This was my first time attending this conference, and Day 1 was an amazing experience. At this point last year, I literally didn’t know that there was a term (“sports analytics”) for the stuff I liked to do in my spare time. Now I learn that there is not only an entire industry built up around the practice, but a whole army of nerds in its society. Naturally, I have tons of criticisms of various things that I saw and heard—that’s what I do—but I loved it, even the parts I hated.
Here are the panels and presentations that I attended, along with some of my thoughts:
Birth to Stardom: Developing the Modern Athlete in 10,000 Hours?
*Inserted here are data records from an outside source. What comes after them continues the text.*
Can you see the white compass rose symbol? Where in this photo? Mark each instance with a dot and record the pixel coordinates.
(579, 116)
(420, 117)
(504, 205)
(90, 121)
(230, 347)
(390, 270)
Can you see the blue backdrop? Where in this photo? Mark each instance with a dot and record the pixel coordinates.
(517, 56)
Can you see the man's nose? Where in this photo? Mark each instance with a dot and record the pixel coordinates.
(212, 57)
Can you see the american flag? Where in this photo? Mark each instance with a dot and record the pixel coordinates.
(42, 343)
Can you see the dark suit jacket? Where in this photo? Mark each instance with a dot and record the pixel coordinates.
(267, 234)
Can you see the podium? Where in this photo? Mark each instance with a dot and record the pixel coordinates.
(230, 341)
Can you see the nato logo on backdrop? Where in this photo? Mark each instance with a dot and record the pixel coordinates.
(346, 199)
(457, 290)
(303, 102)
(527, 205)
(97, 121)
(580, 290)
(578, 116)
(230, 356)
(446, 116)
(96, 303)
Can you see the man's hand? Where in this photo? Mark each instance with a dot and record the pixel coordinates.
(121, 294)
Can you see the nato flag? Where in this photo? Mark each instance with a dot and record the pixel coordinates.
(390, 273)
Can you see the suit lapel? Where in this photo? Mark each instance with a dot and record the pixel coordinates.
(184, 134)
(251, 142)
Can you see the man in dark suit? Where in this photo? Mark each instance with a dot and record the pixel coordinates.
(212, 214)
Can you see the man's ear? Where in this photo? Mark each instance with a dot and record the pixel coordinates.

Featuring Malcolm Gladwell (Author of Outliers), Jeff Van Gundy (ESPN), and others I didn’t recognize.
In this talk, Gladwell rehashed his absurdly popular maxim about how it takes 10,000 hours to master anything, and then made a bunch of absurd claims about talent. (Players with talent are at a disadvantage! Nobody wants to hire Supreme Court clerks! Etc.) The most re-tweeted item to come out of Day 1 by far was his highly speculative assertion that “a lot of what we call talent is the desire to practice.”
While this makes for a great motivational poster, IMO his argument in this area is tautological at best, and highly deceptive at worst. Some people have the gift of extreme talent, and some people have the gift of incredible work ethic. The streets of the earth are littered with the corpses of people who had one and not the other. Unsurprisingly, the most successful people tend to have both. To illustrate, here’s a random sample of 10,000 “people” with independent normally distributed work ethic and talent (each with a mean of 0, standard deviation of 1):
The blue dots (left axis) are simply Hard Work plotted against Talent. The red dots (right axis) are Hard Work plotted against the sum of Hard Work and Talent—call it “total awesome factor” or “success” or whatever. Now let’s try a little Bayes’ Theorem intuition check: You randomly select a person and they have an awesome factor of +5. What are the odds that they have a work ethic of better than 2 standard deviations above the mean? High? Does this prove that all of the successful people are just hard workers in disguise?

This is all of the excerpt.